2019 Tribeca Film Festival

Sometimes I wonder if New York is worth it – expensive, crowded, crumbling infrastructure (although our whole country is like that), and I’ve grown to hate the winters.

But it does have some things going for it, like endless restaurant variety, along with cultural events that are scarcer in most other places. An example was getting to see Hannah Gadsby (and soon I’ll be seeing her again) before she had broken through on Netflix. One of my faves, however, is the Tribeca Film Festival, held each year around lower Manhattan in late April and the beginning of May (just at the right time for one to wish the weather was better, although that’s almost always true here).

You can get an 8-ticket package and go with partner to 4 movies that you choose before they’re otherwise on sale, but this year we doubled down and got a 16-ticket package, with the end result of seeing 8 films in 9 days.

Best news: none of them were superhero movies or anything like it. Indeed, it was a common joke on the lines where you wait for admission to your event: “Are you here for The Avengers?”

If you play your cards right you can try for a varied slate by genre, site, time of day, etc., reducing the monotony of having to get somewhere (half an hour early) each day, and turning it into more of a staycation. You also generally get to see and hear a short Q&A with the director, stars, etc., after each show, which adds human context.

This year’s slate for us was as follows:

1) Lost Bayou – small film about a troubled young woman who has to go see her faith-healer dad on a houseboat in the Louisiana swamp. Beautifully photographed, a bit slow, unlikely to go far commercially, but it felt worth seeing.

2) Good Posture – excellent indie growing-up film with Angelika-style potential, young woman in a beautifully shot Brooklyn meets (fictional) famous writer, great cameos by Zadie Smith, Martin Amis, and Jonathan Ames.

3) Plus One – rom com that also has breakout potential, very enjoyable to watch, and with a charming performance by the female lead, but a bit cliched despite efforts to address the genre’s familiarity, and seemingly aimed more at commercial success than, say, artistic exploration.

4) Inna de Yard – documentary about founding musicians from the Jamaican reggae scene who are still performing today.  Great music and a nice cultural document.

5) Woodstock – new documentary about the famous 1969 concert, based on previously unused archival footage and interviews. Rather than being a concert movie like the original 1970 release about this epochal event, it focuses on how the organizers put the concert together, why people went there and what they felt they got out of it, and how everyone got through the challenging circumstances of a prolonged mass concert experience with inadequate facilities, drenching rain, etcetera.

6) The Quiet One – documentary about former Rolling Stones bassist Bill Wyman, featuring a dip into his massive archives that go back to before the group’s beginning. Interesting and had some nice footage, but mainly stayed on the opaque surface and also steered clear of controversy.

7) Buffaloed – Zoey Deutch stars in a somewhat Wolf of Wall Street-ish comedy-drama about a young woman in Buffalo who is desperate to rise from poverty.

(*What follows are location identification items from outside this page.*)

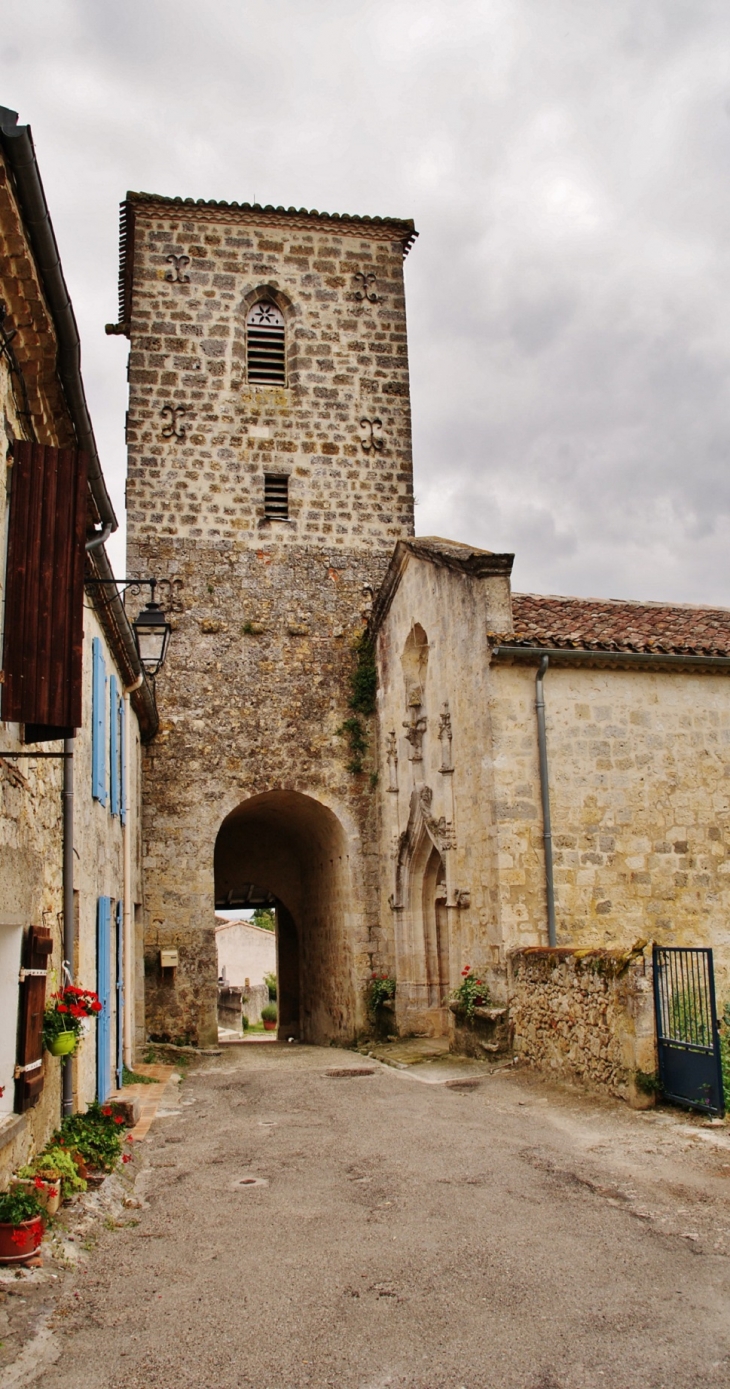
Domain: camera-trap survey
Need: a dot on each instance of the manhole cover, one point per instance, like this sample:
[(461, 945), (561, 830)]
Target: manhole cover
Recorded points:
[(350, 1070)]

Enjoyable and lively, although at times straining dramatic credibility.

8) See You Yesterday – This was one of my three favorites (along with Good Posture and Woodstock). Like Get Out, it takes a familiar genre, here sci-fi, and imbues it with observation and commentary on where the United States is today racially. A young black woman and man who are completing their junior years at Bronx Science have a science project that they hope will get them scholarships to the likes of MIT and Stanford. To wit, they’ve invented a time machine, although they can only go back a day (raised gradually to a week) due to its energy and system demands. The sci fi premise would not by itself make the film worthwhile, but it enables the sociological exploration that is the film’s real topic. While, at first, the two of them just want to time-travel to show themselves that they can, police violence leads to a tragedy that makes them want to go back and fix things. But that proves not so easy. Great performances, great ending, very moving, and it does not make one happy(nor should it) about the society we live in.